Half-sandwich complexes with amino-quinoline ligands - synthesis, antiplasmodial and antimycobacterial activities

Sammanfattning: Malaria and tuberculosis are two of the most deadly infectious diseases that exist. Both diseases predominantly affect the most vunerable parts of society. Additionally the treatment of both diseases are complicated by growing and spreading resistance against the drugs used to treat them. Chloroquine was once described as a wonder drug for its combination of efficacy, low price and tolerable side effects. Most P. falciparum malaria today is resistant against chloroquine and in many areas of the world its usage has been discontinued. Ferroquine is a chloroquine derivative that overcomes chloroquine resistance by incorporation of a ferrocene moiety into the chloroquine side chain. This thesis deals with attempts to overcome chloroquine resistance by incorporation of half-sandwich moieties. In Paper I, eight of new 4-aminoquinoline-based ligands and a large number of ruthenium and osmium half sandwichcomplexes with these ligands are prepared and tested for antimalarial activity.

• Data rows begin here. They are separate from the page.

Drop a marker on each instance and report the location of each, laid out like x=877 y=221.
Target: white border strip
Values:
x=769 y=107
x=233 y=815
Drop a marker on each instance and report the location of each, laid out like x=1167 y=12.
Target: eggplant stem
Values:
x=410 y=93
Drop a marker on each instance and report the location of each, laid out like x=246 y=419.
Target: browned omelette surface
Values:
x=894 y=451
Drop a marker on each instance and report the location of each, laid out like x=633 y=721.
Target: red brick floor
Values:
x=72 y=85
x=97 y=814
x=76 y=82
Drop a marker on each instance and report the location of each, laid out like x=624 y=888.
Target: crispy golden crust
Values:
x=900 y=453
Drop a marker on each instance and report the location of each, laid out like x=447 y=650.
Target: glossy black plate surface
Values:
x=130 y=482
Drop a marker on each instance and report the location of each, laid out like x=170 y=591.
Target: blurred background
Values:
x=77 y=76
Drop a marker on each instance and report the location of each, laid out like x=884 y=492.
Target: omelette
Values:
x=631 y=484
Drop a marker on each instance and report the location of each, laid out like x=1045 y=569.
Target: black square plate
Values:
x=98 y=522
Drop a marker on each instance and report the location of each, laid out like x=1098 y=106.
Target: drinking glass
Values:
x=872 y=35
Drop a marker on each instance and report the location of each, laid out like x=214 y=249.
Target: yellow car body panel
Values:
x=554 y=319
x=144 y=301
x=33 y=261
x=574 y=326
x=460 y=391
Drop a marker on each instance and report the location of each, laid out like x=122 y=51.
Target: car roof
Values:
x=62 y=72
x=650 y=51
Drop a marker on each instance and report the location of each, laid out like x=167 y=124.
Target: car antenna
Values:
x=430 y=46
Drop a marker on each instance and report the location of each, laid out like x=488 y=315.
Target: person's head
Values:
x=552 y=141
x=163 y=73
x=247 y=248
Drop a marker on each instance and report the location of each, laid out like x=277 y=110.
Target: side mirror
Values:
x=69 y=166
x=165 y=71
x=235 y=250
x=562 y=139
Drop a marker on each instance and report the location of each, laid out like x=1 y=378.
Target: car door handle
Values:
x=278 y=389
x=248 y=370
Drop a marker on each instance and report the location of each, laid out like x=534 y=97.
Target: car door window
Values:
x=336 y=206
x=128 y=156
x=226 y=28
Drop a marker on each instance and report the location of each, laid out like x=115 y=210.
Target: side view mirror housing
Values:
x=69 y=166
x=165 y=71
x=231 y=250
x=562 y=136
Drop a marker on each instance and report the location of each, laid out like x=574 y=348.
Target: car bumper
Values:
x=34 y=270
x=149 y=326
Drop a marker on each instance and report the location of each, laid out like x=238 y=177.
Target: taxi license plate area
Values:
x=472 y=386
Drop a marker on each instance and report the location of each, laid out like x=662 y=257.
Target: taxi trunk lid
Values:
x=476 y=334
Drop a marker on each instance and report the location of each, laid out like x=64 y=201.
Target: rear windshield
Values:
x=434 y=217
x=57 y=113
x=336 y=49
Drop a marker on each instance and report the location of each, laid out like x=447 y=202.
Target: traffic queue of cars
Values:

The ligands are highly active against a chloroquine sensitive strain of P. falciparum, but exhibit cross-resistance with chloroquine. The ruthenium and osmium complexes are less active than the free ligands and do not overcome chloroquine resistance. The antimalarial activity of the ligands correlates with electronic properties of substituents on a phenol ring. In Paper II, the same ligand family as in Paper I are used to prepare 20 new rhodium and iridium pentamethylcyclopentadienyl complexes. The rhodium comlexes are more active than iridium complexes, and both are more active than ruthenium or osmium complexes. Only occasionally though are a metal complex more active than the free ligands, but complexes share the cross-resistance of the free ligands. The correlation between ligand substituents and antimalarial activity extends to the rhodium and iridium complexes. Paper III introduces a 4-aminoquinoline-pyrazinamide hybrid which has limited antimalarial and antimycobacterial acitivity. Metal complexes are more active against M. tuberculosis. Paper IV examines the effect of halide ligands in complexes from earlier papers. No clear conclusion can be drawn, although halide exchange can affect antimalarial activity. Paper V introduces 2 pyrazole-based 4-aminoquinoline ligands. Ligands and half sandwich complexes are reasonably active against CQS parasites, Pd and Pt complexes are much less active.